Wednesday, February 6, 2013

Mark von Schlegell - Mercury Station (2009)

If nothing else, this was a very unique book. It is equidistantly divided between comical hard sci-fi and fantasy, almost like Philip K. Dick meets Cormac McCarthy. The narrative is quite fragmented, convoluted at times even, which was it's biggest problem for me. Time is distorted, characters take parallel roles within other characters, the chapters jump back and forth between events and eras with little or no exposition. Although this style seems appropriate given the technicalities of the plot, the characters and epochs get sucked into a vortex and everything converges towards the end and I think there could have been some more literal explanations of just what the fuck is going on. Like, an additional 200 pages, more, but then again it might have been heavy-handed and too much. I can't help but think of the line in Adaptation when Nicolas Cage asks his fictional twin brother just how he plans to write/shoot his screenplay which has 3 characters who are all actually one, so I guess I have to give the author here some props for tackling such a difficult and complex task.

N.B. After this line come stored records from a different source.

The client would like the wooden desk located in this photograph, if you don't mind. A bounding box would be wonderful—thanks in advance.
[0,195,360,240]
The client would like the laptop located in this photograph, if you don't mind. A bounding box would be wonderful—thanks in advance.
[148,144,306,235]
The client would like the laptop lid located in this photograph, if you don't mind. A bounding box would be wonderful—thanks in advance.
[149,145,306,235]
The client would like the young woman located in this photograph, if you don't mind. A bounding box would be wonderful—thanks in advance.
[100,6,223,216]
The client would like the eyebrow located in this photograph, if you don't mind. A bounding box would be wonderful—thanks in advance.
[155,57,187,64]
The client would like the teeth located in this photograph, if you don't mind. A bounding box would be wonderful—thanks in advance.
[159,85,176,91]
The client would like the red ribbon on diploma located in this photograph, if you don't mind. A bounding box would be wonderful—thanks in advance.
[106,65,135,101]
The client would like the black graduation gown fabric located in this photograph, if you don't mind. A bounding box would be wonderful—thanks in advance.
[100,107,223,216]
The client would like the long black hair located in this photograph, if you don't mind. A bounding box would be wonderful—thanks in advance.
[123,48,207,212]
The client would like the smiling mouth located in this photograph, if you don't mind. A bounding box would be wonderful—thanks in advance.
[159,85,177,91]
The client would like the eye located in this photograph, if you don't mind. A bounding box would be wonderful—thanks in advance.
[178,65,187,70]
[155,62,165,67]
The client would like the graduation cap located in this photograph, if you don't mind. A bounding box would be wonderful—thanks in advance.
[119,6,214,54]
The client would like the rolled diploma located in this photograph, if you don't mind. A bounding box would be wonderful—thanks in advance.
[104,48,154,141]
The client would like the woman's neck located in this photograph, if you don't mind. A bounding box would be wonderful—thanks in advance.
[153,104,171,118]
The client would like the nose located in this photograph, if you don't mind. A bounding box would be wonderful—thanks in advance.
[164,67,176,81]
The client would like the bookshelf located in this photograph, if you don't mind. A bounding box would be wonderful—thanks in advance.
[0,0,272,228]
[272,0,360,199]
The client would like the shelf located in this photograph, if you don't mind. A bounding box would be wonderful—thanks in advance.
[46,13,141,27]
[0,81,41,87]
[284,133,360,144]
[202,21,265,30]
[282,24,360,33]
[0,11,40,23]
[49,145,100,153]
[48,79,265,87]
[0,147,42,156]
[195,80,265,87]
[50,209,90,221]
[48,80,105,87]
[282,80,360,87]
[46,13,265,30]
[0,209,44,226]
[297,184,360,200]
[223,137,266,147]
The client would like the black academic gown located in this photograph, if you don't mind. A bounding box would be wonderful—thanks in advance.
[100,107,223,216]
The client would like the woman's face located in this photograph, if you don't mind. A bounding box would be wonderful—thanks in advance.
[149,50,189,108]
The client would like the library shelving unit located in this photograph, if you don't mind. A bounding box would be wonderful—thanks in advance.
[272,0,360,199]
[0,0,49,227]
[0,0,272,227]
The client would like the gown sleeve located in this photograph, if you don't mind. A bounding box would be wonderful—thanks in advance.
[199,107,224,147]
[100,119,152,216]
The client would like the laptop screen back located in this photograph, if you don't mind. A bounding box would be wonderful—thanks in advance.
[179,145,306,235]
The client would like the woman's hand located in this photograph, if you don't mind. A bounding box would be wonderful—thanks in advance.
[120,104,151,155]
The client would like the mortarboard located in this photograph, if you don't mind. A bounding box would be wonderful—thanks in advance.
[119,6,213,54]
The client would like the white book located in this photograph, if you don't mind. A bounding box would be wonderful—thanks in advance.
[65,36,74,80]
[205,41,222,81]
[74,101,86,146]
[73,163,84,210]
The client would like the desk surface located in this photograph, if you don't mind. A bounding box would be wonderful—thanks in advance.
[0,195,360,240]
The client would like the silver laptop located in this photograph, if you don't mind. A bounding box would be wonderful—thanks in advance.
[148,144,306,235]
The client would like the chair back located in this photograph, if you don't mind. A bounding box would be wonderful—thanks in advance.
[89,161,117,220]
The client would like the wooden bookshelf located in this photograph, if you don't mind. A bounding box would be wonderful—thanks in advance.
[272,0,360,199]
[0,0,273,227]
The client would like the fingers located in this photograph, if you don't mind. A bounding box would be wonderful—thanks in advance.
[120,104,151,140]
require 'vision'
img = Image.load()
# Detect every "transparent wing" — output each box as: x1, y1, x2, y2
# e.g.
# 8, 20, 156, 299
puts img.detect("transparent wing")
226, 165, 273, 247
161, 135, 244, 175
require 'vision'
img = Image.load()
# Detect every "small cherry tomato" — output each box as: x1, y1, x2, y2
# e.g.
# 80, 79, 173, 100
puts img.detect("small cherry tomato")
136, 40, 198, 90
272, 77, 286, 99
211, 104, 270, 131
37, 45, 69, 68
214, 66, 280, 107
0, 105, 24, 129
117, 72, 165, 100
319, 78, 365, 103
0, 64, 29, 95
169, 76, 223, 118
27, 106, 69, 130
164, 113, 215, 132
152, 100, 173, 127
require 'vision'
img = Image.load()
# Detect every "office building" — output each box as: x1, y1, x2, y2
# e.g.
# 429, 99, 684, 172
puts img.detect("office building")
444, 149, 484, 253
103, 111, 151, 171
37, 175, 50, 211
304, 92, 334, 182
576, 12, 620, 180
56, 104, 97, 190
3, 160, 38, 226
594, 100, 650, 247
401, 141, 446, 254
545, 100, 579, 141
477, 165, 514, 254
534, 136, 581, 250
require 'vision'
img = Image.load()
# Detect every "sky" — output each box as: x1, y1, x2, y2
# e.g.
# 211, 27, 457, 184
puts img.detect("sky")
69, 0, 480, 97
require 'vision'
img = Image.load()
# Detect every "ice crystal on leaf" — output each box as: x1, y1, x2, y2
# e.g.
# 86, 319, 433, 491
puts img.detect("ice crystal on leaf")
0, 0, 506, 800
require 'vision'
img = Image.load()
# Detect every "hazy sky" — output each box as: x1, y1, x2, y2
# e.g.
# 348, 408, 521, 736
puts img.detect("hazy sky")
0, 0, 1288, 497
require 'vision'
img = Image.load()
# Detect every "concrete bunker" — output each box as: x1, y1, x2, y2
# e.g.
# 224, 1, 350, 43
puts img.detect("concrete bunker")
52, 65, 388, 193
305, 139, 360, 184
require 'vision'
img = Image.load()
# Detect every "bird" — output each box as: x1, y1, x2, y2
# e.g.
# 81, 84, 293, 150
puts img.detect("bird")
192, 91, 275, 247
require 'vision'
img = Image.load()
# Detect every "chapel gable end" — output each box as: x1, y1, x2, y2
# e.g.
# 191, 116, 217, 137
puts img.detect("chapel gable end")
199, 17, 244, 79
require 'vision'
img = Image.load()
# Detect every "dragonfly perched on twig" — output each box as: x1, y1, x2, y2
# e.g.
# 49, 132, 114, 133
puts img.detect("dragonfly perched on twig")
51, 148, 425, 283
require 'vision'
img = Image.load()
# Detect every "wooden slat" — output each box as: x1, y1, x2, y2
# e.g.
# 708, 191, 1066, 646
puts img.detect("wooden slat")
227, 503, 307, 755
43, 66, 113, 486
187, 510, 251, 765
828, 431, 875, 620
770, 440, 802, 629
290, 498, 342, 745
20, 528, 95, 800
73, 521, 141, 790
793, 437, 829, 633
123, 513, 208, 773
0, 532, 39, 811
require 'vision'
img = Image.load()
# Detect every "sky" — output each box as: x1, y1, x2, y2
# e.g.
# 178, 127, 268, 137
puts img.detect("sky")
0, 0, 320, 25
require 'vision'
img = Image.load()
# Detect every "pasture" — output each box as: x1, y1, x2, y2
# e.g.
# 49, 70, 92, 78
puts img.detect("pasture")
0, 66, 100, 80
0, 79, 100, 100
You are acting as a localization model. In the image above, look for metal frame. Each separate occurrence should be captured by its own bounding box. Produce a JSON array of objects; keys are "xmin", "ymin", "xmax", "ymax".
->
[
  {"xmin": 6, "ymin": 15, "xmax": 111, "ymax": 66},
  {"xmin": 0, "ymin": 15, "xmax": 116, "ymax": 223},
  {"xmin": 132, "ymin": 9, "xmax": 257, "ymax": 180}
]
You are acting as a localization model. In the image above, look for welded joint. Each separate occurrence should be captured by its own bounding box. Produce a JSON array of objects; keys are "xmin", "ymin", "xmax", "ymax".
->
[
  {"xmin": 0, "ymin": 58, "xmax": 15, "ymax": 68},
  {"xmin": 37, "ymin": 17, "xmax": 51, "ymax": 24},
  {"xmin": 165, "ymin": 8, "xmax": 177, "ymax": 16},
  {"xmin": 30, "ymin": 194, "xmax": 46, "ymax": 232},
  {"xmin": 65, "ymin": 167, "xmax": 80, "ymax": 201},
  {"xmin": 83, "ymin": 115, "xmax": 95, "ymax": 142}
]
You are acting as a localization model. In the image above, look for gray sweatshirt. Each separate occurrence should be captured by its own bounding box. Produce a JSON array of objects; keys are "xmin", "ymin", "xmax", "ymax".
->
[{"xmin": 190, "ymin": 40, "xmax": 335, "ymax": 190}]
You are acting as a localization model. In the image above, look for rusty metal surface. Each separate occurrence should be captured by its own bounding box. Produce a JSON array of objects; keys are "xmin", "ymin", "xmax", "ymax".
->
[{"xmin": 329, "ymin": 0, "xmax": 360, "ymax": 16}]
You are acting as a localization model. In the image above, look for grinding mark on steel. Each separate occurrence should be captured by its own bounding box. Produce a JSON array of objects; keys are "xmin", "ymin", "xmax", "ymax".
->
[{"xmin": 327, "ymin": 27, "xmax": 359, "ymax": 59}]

Outside of the narrative, it's really quite skillfully written, possessing some of the best prose I've yet to encounter in a work of science fiction. The dialogue remains witty throughout, at times quite funny as well, being how there is hardly any amicable regard between any two of the characters, mortal, machine, spirit, or beast, and the author has imbued every character with equally sarcastic and sharp-as-Muramasa-blade tongues, so you can see the possibilities for humor. There is also an encyclopedic amount of depth and detail in the worlds, both future and past. The languages and cultures all seem very realized and this is what makes the book enjoyable to read despite its back and forth leaps from one scenario to the next.